I've had this same crash 7 times so far in the last 6 or 8 hours, seems to happen at random when the machine is otherwise idle. I have had three or four pages up with an auto-refresh on them. Mozilla/5.0 (Macintosh; U; Intel Mac OS X 10.5; en-US; rv:1.9.1pre) Gecko/20090620 Firefox/3.5pre Glubble/2.0.4.6 ID:20090630031219 ChatZilla 0.9.85 DownloadHelper 4.5 DownThemAll! 1.1.4 Firebug 1.4.0b3 Firefox PDF Plugin for Mac OS X 1.1 Glubble 2.0.4.6 Greasemonkey 0.8.20090123.1 Japanese-English Dictionary for rikaichan 1.10 Live HTTP headers 0.15 Mass Password Reset 1.04 Modify Headers 0.6.6 Nagios Checker 0.14.4 Names Dictionary for rikaichan 1.10 Nightly Tester Tools 2.0.2 NoScript 1.9.5 Personas for Firefox 1.2.1 Rikaichan 1.06 Update Channel Selector 1.5 User Agent Switcher 0.7.1 Web Developer 1.1.7
Mozilla/5.0 (Macintosh; U; Intel Mac OS X 10.5; en-US; rv:1.9.1.1pre) Gecko/20090630 Shiretoko/3.5.1pre Glubble/2.0.4.6 ^^ My correct UserAgent... I had User-Agent Switcher active because of a Facebook sniffing bug, and NTT believed it when I told it to paste. :)

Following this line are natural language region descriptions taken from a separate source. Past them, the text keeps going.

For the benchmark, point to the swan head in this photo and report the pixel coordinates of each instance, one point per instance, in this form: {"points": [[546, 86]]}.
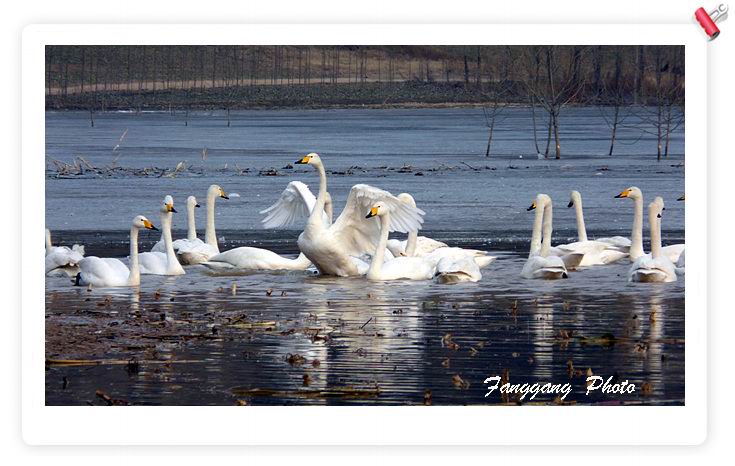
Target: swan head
{"points": [[575, 198], [168, 205], [216, 191], [378, 209], [407, 198], [632, 192], [141, 222], [310, 159], [540, 202]]}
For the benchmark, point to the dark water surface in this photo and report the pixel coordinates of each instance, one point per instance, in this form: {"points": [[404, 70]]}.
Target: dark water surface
{"points": [[296, 338]]}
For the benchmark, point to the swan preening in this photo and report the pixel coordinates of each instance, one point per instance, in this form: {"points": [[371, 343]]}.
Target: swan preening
{"points": [[108, 272], [61, 260], [357, 242]]}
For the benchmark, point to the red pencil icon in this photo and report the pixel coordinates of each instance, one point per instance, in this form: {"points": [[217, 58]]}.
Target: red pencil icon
{"points": [[708, 20]]}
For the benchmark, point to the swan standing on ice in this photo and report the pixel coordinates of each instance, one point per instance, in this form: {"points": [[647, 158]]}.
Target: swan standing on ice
{"points": [[596, 252], [539, 263], [163, 263], [191, 235], [108, 272], [295, 202], [656, 267], [61, 260], [335, 249], [196, 252], [636, 236], [411, 268]]}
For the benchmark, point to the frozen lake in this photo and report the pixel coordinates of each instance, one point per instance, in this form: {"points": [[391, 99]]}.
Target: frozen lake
{"points": [[531, 328]]}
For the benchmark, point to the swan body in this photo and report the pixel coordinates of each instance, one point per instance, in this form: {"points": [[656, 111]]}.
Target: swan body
{"points": [[296, 201], [194, 250], [109, 272], [424, 246], [61, 260], [435, 251], [452, 270], [672, 252], [163, 263], [596, 252], [248, 258], [332, 248], [656, 267], [410, 268], [540, 264]]}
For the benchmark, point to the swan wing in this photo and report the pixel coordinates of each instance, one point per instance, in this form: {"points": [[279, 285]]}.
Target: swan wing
{"points": [[97, 271], [358, 235], [296, 203]]}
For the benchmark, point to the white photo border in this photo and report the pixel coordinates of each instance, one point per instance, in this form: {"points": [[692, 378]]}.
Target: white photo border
{"points": [[362, 425]]}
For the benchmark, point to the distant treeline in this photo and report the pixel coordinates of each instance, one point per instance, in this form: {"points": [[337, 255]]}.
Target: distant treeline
{"points": [[642, 81], [594, 73]]}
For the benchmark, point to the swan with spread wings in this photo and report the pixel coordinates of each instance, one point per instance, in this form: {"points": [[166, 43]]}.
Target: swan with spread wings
{"points": [[334, 248]]}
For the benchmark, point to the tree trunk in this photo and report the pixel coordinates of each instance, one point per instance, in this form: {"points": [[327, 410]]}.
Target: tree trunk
{"points": [[614, 128], [490, 137]]}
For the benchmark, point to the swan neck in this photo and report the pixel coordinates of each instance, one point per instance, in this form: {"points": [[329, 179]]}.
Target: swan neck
{"points": [[546, 244], [315, 218], [210, 236], [411, 243], [171, 262], [134, 277], [655, 225], [376, 265], [191, 234], [536, 235], [581, 230], [636, 236]]}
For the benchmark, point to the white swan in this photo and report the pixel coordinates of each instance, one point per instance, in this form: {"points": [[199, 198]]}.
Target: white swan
{"points": [[415, 245], [191, 234], [295, 202], [163, 263], [196, 252], [569, 253], [656, 267], [636, 236], [539, 263], [411, 268], [61, 260], [596, 252], [333, 248], [107, 272], [454, 267]]}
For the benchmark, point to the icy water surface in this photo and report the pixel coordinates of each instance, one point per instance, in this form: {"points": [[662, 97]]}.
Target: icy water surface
{"points": [[296, 338]]}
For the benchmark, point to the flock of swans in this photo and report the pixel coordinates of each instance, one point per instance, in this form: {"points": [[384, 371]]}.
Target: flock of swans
{"points": [[357, 243]]}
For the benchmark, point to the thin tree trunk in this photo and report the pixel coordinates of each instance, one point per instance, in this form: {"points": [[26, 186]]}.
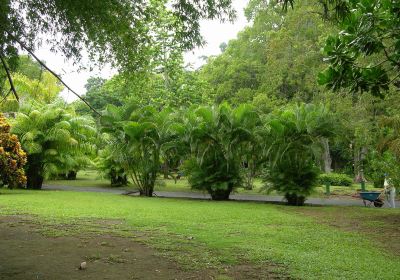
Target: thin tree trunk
{"points": [[359, 157], [326, 156]]}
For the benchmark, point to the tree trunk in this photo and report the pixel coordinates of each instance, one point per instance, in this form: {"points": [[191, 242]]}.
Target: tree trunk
{"points": [[221, 194], [359, 157], [71, 175], [326, 156], [34, 177], [294, 199], [147, 191], [165, 168]]}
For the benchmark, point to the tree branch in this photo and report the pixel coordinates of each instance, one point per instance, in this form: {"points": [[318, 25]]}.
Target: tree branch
{"points": [[9, 77], [51, 71]]}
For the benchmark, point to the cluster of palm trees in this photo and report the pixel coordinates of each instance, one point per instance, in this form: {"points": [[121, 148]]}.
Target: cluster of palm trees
{"points": [[218, 147], [56, 140]]}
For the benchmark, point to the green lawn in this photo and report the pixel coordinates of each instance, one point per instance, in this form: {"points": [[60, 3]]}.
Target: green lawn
{"points": [[90, 178], [206, 233]]}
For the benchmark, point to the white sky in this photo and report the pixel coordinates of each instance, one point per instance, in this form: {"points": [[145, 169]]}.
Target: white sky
{"points": [[214, 33]]}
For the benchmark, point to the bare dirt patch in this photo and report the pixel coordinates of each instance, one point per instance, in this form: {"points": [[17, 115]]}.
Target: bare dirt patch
{"points": [[382, 229], [27, 253]]}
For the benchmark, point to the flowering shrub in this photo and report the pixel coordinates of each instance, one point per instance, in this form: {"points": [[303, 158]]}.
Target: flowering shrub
{"points": [[12, 157]]}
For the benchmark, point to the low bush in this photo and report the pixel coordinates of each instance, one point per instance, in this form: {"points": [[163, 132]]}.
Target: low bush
{"points": [[335, 179]]}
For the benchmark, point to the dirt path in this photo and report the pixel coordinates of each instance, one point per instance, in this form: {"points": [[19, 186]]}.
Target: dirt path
{"points": [[25, 254], [238, 197]]}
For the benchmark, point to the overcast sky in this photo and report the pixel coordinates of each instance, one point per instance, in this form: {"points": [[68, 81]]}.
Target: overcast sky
{"points": [[214, 33]]}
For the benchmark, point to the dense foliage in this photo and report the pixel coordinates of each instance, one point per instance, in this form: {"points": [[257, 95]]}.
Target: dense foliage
{"points": [[294, 143], [55, 139], [254, 111], [12, 157], [217, 137]]}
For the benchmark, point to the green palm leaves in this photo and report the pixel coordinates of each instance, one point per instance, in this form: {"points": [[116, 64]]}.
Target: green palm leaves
{"points": [[138, 139], [55, 139], [217, 136], [295, 135]]}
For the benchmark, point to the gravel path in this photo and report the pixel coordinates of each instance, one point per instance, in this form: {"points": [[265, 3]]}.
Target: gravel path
{"points": [[238, 197]]}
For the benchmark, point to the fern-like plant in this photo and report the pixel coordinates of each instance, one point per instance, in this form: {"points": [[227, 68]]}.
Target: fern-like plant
{"points": [[55, 139]]}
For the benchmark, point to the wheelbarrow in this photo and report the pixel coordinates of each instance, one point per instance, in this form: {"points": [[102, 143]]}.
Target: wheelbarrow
{"points": [[372, 198]]}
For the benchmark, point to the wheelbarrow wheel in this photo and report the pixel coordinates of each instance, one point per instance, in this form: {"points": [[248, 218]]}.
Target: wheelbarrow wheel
{"points": [[378, 203]]}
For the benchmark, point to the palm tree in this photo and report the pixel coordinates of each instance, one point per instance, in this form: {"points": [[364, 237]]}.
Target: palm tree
{"points": [[55, 140], [217, 137], [138, 140], [291, 149]]}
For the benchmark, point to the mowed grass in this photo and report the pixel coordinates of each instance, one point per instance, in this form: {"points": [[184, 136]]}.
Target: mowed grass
{"points": [[91, 178], [207, 233]]}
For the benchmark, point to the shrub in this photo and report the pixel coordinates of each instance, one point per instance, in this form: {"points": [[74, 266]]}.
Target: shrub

This is bug 337418 reincarnated.
OK, given the information in bug 337418 and the additional debugging info requested there, I'm suspecting it's a site with automatic-update/refresh usage since it happens at random without me actually touching the browser, and I have several tabs open with auto-refresh stuff (keeping an eye on release activity, etc). Tab 1: http://www.facebook.com/home.php - does ajax requests to poll for new status updates and notifications www.facebook.com has address 69.63.184.30 Tab 2: https://nagios.mozilla.org/sentry/ - has a Refresh: 150 on it. nagios.mozilla.org is an alias for dm-nagios01.mozilla.org. dm-nagios01.mozilla.org has address 63.245.208.170 Tab 3: https://nagios.mozilla.org/ftplag/ - has a Refresh: 60 on it. nagios.mozilla.org is an alias for dm-nagios01.mozilla.org. dm-nagios01.mozilla.org has address 63.245.208.170 Tab 4: http://people.mozilla.org/~nthomas/misc/uptake.html - has <meta http-equiv="refresh" content="180"> people.mozilla.org is an alias for people.mozilla.com. people.mozilla.com has address 63.245.208.169 Tab 5: http://downloadstats.mozilla.com/ - I assume it's using ajax of some sort to poll for the stats data. downloadstats.mozilla.com is an alias for star-moz-com-php5.nslb.sj.mozilla.com. star-moz-com-php5.nslb.sj.mozilla.com has address 63.245.209.77 Of course, the ones doing ajaxy stuff could be using other host names for where to pull data from.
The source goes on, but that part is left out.